Tuesday, March 13, 2018

From Koholint to Termina, Legend of Zelda Games that Deal with Existentialism

Temina (L) and Koholint (R)
These two games are the ones I see interconnected in the entire franchise, why? Not because the are set in parallel realms of existence, but because they deal with desolation, despair and death. It's interesting to notice that much of the games who are set away from Hyrule are the ones who usually contain darker themes and play towards some form of existentialism and nihilism.

It is not difficult to see some elements of nihilism in the games, mostly as they are related to an endless cycle of reincarnation and misery; yet the moments where those cycles seem to be broken are seen in Majora's Mask and Link's Awakening, those two games deal with the conception that life is completely futile and meaningless, almost is life is a mere fantasy or a dream.

Within the Link's Awakening plot, everything is set on a dream from a deity, which it could be considered as if our reality is just a mere simulation or only we exists within a dream. The postulate of the dream argument can be traced around Descartes, but the interpretation can be found towards different eras of humanity in which the question of a dream is just a mere extension of our sensuous experiences.

The interpretation of reality on Link's Awakening could be related an experience machine, a hypothetical idea of science fiction in which a machine can give the user the reality he desires; even so, there are no machines that can give the Wind Fish the reality he wants, he can still create the reality he desires; making the idea of his reality a mix of his own desires and an extension to bring someone else but also to put an end the simulation under certain parameters which in this case are the Siren's Instruments.

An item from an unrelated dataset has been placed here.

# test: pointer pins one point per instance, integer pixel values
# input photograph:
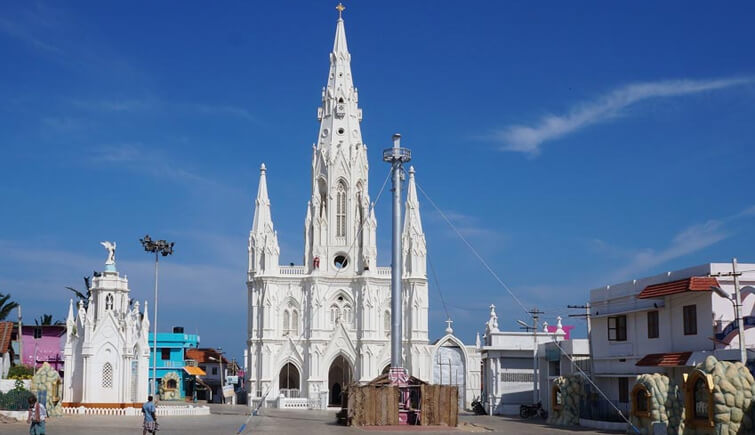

Majora's Mask play with another extension of reality, something that is beyond a mere dream but rather a cycle that we are stuck in "such as samsara" but with a twist that the ultimate end is entropy, that we are destined to repeat our existence over and over with minor twitches. At the end, the differences between the two games are minimal, the lands in which they are set face an ultimate extinction regards X or Y outcomes.

Termina as a land is probably the most wicked one, as there is not set for oblivion or death; is just a cycle that repeats over and over. The impossibility of not dying is the least of the horrid aspects of that world, but rather that the citizens couldn't care or are in denial about their ultimate end, because they know their lives aren't worth it is something that could creep an adult who plays the game and start analyzing the ontological topics that are offered in a subtle context could see that is not a game for children.

Maybe as an adult I had found myself more attracted to these two games due the themes they offer, they aren't Ocarina of Time or Breath of the Wild that are more adventure oriented, even if OoT offers the time travel paradox it fails to give an idea of the ultimate fate Link had as a person who saw the possibilities and how one person can create a difference in the planes of existences.

Yet; in these two games they are is almost as a total denial of deism; the idea of God or any deity playing a central role in the plot. On Link's Awakening, the idea of the Wind Fish as the source of existence for the inhabitants of the island seems to give them some discomfort up to the point the laugh at Link but also they explain that is just a legend; albeit the inhabitants as well everything could be extensions of the Wind Fish psyche that he doesn't want to go back to the real world and everything is created to preserve the dream.

Majora's Mask plays with the previous idea also, the Skull Kid and the Happy Mask Salesman become obsessed with the idea of preserving and destroying an idea of the illusion of life that is worth keeping repeating a cycle of endless destruction, that can essentially be described as a dream. Just trapped in a fixed point, doing the same actions over and over, knowing that even if death comes there still another day instead of resting into the oblivion.